Et meure Paris et Helaine,
quiconques meurt, meurt à la douleur ...
François Villon

Während grade in einigen Zeitungen über die Zukunft oder die Zukunftslosigkeit der Lyrik disputiert wird, stirbt der letzte freie Rhapsode, der letzte aus dem alten Geschlecht dichtender Vaganten, dem das Versemachen so sehr Element war, daß es diesen gebrechlichen Leib für lange Jahre allein an die Erde zu binden schien.

Seine Begabung war unruhig und zuckend; in Beweglichkeit und Maskenkunst ohne Grenze. Es floß immer in einem schmalen Bändchen alles durcheinander: Heine, Rimbaud, Exoten, Rudolf Baumbach, Wedekind, Eichendorffs Mondscheinlyrik und Dialektwitz; Pathos, Melancholie und Biertischzote. Aus dem Einfall wurde blitzschnell Rhythmus, Wort, Refrain. Und über allem schwebte die einschmeichelnde Libertinage des Namens Klabund.

Er hatte keine Zeit und wußte es. Vieles von dem eilig Hingedichteten wird verwehen, trotzdem mehr übrigbleiben als von den meisten bändereichen Lyrikern seit Heinrich Heine. Vielleicht auch »Moreau«, gewiß »Bracke«.

Von seinen siebenunddreißig Jahren waren zwanzig eine rohe, handgreifliche Auseinandersetzung mit dem Tode. Ewige Flucht ins Sanatorium, Flucht vor dem kühlen Luftzug, Erbeben vor einem kleinen Kratzen im Halse, das den nächsten Anfall anzeigt. Das ist ein unmißverständliches Schicksal. Die Herren Poeten pflegen sonst immer sehr allgemein »am Leben« zu leiden. Die Herren Lyriker namentlich pflegen von früher Jugend an mit dem Tod auf gutem Versfuß zu stehen, seinen Namen unnütz zu führen, um doch bald solide zu heiraten und kleine Kinder und dicke Romane zu zeugen. Im Fall Klabund war das Leiden grausam deutlich lokalisiert.

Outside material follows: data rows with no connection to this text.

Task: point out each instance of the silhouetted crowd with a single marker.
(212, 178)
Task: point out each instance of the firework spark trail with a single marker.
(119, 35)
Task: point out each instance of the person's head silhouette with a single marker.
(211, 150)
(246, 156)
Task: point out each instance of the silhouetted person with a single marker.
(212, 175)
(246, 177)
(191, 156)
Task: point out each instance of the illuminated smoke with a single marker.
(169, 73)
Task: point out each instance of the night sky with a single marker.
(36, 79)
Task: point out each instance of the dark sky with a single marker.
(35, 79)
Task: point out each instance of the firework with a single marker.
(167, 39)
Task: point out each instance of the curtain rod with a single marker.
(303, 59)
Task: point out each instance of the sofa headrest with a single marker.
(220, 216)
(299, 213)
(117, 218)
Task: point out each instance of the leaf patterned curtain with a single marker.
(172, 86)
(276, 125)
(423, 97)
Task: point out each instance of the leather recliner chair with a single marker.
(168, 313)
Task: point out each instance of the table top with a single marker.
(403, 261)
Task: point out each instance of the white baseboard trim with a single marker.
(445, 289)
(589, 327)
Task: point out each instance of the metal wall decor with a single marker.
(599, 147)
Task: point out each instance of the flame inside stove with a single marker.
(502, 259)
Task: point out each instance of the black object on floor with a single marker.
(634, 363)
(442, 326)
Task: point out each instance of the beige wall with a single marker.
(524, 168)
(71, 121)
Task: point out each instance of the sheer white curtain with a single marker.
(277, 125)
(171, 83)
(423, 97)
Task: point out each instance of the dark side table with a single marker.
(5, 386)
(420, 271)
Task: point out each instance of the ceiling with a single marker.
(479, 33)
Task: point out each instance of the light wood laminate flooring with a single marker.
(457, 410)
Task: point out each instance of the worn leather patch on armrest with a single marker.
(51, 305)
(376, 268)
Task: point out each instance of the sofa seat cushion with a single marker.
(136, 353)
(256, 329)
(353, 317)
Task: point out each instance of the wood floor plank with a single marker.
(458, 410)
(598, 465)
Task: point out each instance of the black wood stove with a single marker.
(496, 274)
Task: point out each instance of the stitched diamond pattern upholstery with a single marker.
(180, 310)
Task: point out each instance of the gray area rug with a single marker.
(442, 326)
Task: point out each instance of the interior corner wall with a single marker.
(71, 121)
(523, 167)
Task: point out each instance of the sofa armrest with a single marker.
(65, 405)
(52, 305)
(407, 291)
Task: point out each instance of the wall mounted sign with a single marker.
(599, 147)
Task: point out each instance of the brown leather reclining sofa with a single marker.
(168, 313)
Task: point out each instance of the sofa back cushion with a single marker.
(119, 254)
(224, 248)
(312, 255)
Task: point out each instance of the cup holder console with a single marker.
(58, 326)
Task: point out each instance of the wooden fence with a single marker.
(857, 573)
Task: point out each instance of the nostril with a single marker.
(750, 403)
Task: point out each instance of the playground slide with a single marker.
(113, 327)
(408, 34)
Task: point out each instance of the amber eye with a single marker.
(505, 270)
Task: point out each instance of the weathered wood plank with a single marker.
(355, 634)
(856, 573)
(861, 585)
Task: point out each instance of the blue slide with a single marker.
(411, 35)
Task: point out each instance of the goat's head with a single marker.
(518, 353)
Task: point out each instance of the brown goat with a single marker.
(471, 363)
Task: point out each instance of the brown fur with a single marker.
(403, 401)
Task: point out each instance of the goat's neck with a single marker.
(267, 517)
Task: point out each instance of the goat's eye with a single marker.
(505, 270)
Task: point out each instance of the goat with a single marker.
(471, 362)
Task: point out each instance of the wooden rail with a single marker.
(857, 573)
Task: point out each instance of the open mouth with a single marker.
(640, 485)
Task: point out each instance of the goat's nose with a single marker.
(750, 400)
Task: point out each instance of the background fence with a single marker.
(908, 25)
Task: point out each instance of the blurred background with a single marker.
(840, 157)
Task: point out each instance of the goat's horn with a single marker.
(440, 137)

Unter seinen vielen Schriften gibt es einen kleinen, wohl ganz vergessenen Band: »Deutsche Literaturgeschichte in einer Stunde«, der vor acht Jahren in einer Serie herausgekommen ist, die sonst bitterernsten Bildungszwecken diente. Da wird über verstaubte Größen der Literaturgeschichte, die kein Scherer sonst ungeschoren läßt, so freundlich und kurzweilig abgehandelt wie hier:

»Heinrich Laube (aus Sprottau, 1806-1884) schlug die dramatische Pauke, daß einem Sehen und Hören verging. Sein ›Graf Essex‹ war das erste Theaterstück, das ich als Knabe auf der Schmierenbühne einer märkischen Kleinstadt sah. Niemals mehr hat ein Drama solchen Eindruck auf mich gemacht. Ich sehe noch immer den schlotternden Essex im Kerker sitzen und höre auf einem vom Bäcker geborgten blechernen Kuchenteller zwölfmal die Stunde des Gerichtes schlagen. Alle Schauer jagen mir im Gedächtnis daran über den Rücken, und ich drücke den vereinigten Geistern von Laube und Essex pietätvoll und gerührt die Hand.«

Klabund (Alfred Henschke aus Crossen, 1890-1928) wird in die Literaturgeschichte und Nachschlagewerke eingehen. Möge er Federn finden, die so anmutig die Erinnerung an sein kurzes, krankes, melodienreiches Leben wahren.